Silêncio Cidadão
O dia 17 de
janeiro de 2021 entrou para a história da educação brasileira como dia do
silêncio cidadão. A maior abstenção já registrada na realização do Exame
Nacional do Ensino Médio (ENEM) indica, em números oficiais que 2.842.332 (dois
milhões, oitocentos e quarenta e dois mil, trezentos e trinta e dois) jovens
não se apresentaram para a realização das provas aquele dia. Não é só um número
com sete dígitos, é expressão de um dos mais significativos protestos
silenciosos do nosso tempo.
O Ministro da
Educação qualificou o acontecimento como um sucesso (festejando a presença dos
que compareceram às provas). A perspectiva daquele que também é a maior
autoridade no assunto faz sentido do ponto de vista das ações e omissões do governo
a que serve. Governo diletante do negacionismo da ciência porque fraco na
capacidade pensante e intolerante a qualquer expressão de pensamento crítico. Governo
militante da obediência cega à Bíblia, ou à bala. Governo inoperante em
qualquer setor da vida pública. Governo genocida de raiz. Situar a afirmação do
“sucesso” dos que foram às provas no contexto do governo em que está faz do
atual ministro um gênio da diplomacia.
Admitamos: é a
primeira vez que um Ministro da Educação do atual governo não ofende os
brasileiros, não ataca as escolas e universidades, não mente e não omite as
suas “qualidades” intelectuais para “professar” um enunciado compatível com a
viscosidade verborrágica dos seus superiores.
A resposta dos
que não foram às provas e também dos que foram superou a capacidade discursiva
dos representantes do MEC. Os que não foram à prova colocaram o silêncio a serviço
do cuidado de si e dos outros com quem vivem, protestaram contra a imposição
genocida ao lado daqueles e daquelas com quem estão aprendendo a enfrentar a
pandemia.
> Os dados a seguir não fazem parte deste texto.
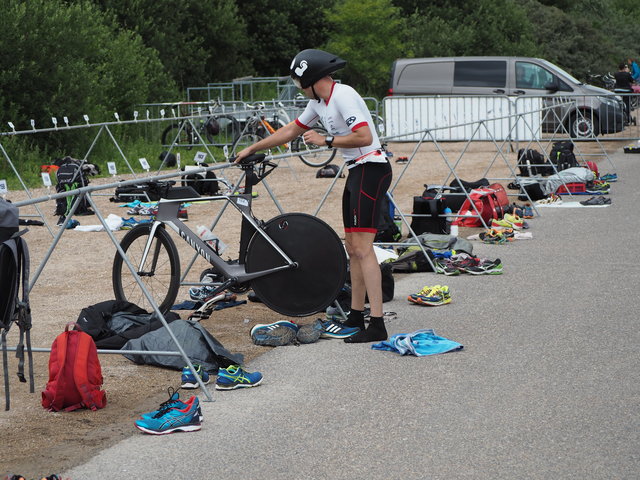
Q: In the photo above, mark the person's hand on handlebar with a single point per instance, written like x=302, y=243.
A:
x=312, y=137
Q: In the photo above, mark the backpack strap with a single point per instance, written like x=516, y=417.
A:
x=7, y=401
x=61, y=352
x=23, y=314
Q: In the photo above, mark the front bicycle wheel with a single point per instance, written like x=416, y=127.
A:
x=319, y=276
x=160, y=272
x=307, y=154
x=245, y=140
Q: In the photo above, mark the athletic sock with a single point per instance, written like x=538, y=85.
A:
x=375, y=332
x=355, y=319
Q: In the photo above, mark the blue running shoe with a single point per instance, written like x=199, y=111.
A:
x=271, y=326
x=173, y=402
x=234, y=377
x=186, y=419
x=189, y=380
x=335, y=329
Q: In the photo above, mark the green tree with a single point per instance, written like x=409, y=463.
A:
x=59, y=58
x=197, y=41
x=368, y=34
x=279, y=29
x=483, y=27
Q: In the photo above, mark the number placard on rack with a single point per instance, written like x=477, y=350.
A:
x=46, y=179
x=200, y=157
Os que foram às provas colocaram o silêncio a serviço do enfrentamento
da imposição genocida (e antipedagógica para o momento em que estamos) da
aglomeração patrocinada com dinheiro público pelo MEC. Estavam ali, cada uma e
cada um lutando pelo direito cidadão à continuidade nos estudos. As jovens e os
jovens brasileiros que se submetem à disputa por uma vaga na universidade não
tem dúvidas da estreita relação entre avançar nos estudos e avançar na vida.
Prefiro
entender a totalidade dos 5.523.029 (cinco milhões, quinhentos e vinte e três
mil e vinte e nove) inscritos no ENEM como fluxo e contrafluxo de um protesto
diferente na forma mas semelhante no conteúdo: cidadania silenciosa. A maior abstenção
histórica do ENEM é indissociável do maior enfrentamento público pelo direito
ao acesso à universidade.
No país
vencido pela conveniência dos gananciosos, exposto à imprudência dos
autoritários e governado por imbecis; toda forma de enfrentamento da morte é um
ato cidadão grandioso. A geração de egressos do Ensino Médio de 2020 está nos
ensinando em silêncio. Conseguiremos aprender?
Análise precisa. Um (re)corte feito com bisturi. Como disse uma entrevistada que não compareceu a prova do Enem, “só poderei cursar a universidade se estiver viva”.